Details

When

June 28, 2012, 3:00 pm - April 25, 2024, 9:37 am

Where

Carnegie Endowment for International Peace
1779 Massachusetts Avenue NW
Washington, District of Columbia 20036 (Map)

The Middle East Institute is pleased to host  Nathan Brown, Khaled Elgindy, and Hafez Al Mirazi  for a conversation about recent political developments in Egypt. As the first ever Muslim Brotherhood presidential candidate prepares to take office, a larger standoff looms between the SCAF and the Brotherhood over the future of the recently dissolved Parliament and the question of the constitution. Brown, Elgindy and Al Mirazi will examine these and other challenges facing Egypt on its rocky transition toward democracy.  

Bios:      
Nathan Brown is a professor of political science and international affairs at George Washington University and a recipient of Fulbright grants to study in Egypt and the Gulf and teach in Israel.

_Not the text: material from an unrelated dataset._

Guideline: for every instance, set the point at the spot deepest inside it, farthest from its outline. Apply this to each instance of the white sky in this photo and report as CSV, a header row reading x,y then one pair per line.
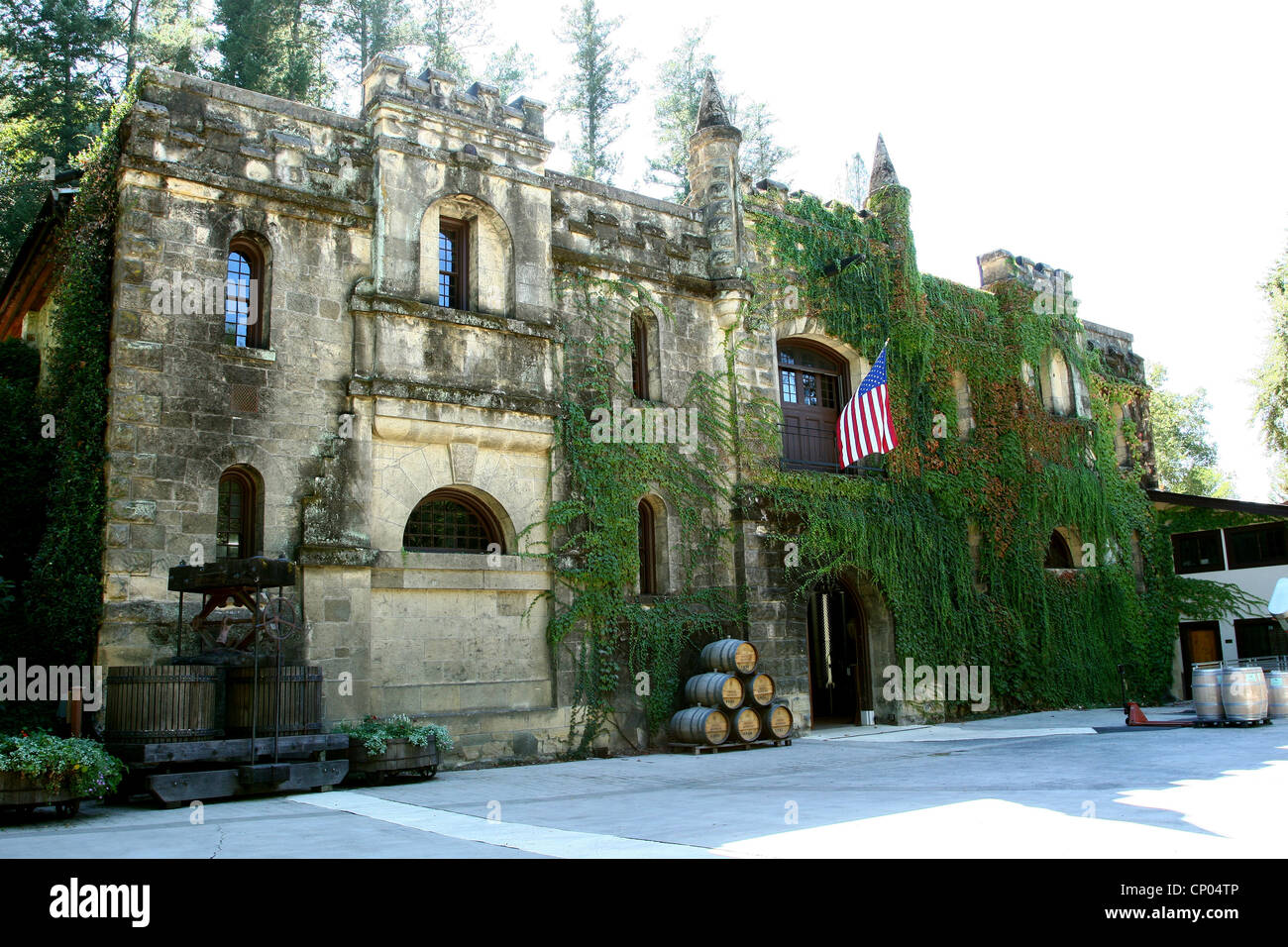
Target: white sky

He is also a  nonresident senior associate at the Carnegie Endowment for International Peace.  He is the author of When Victory Is Not an Option: Islamist Movements in Arab Politics  (Cornell Univ. Press, January 2012) and Palestinian Politics After the Oslo Accords: Resuming Arab Palestine (Univ. California Press, 2003), among other publications.  

Khaled Elgindy is a visiting fellow at the Brookings Institution, where he writes and speaks extensively about Egypt, among other topics. He most recently served with the Negotiations Support Unit in Ramallah as an adviser to the Palestinian leadership on permanent status negotiations with Israel (2004 -2009) and was a key participant in the most recent round of negotiations launched at Annapolis in November 2007.  He is a founding member of the Egyptian American Rule of Law Association (EARLA).

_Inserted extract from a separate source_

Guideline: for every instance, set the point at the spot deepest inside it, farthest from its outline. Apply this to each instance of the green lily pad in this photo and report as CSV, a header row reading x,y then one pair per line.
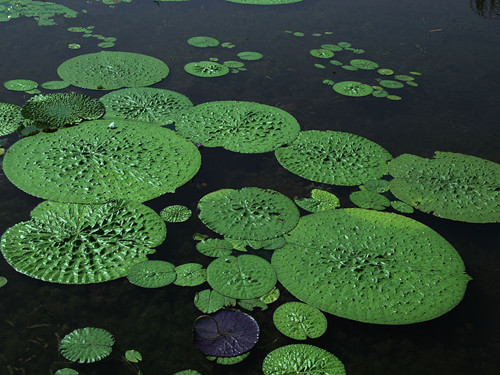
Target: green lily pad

Hafez Al Mirazi is director of the  Kamal Adham Center for Television and Digital Journalism at the American University in Cairo. Previously, he was the Washington Bureau Chief of Al Jazeera and host of its prominent Arabic weekly show "From Washington" (2000-07). Mr. Al Mirazi has almost thirty years of experience in electronic media, starting his career with Radio Cairo's Voice of Arabs in 1980. He currently hosts "Cairo Time," a current affairs weekly show  broadcasting on Dream TV.    
 
Charles Dunne
is director of Middle East and North Africa programs at Freedom House.  Prior to joining Freedom House, he spent 24 years as a diplomat in the U.S. Foreign Service, serving overseas in Cairo, Jerusalem, and Madras, India. He also serves as a scholar at the Middle East Institute.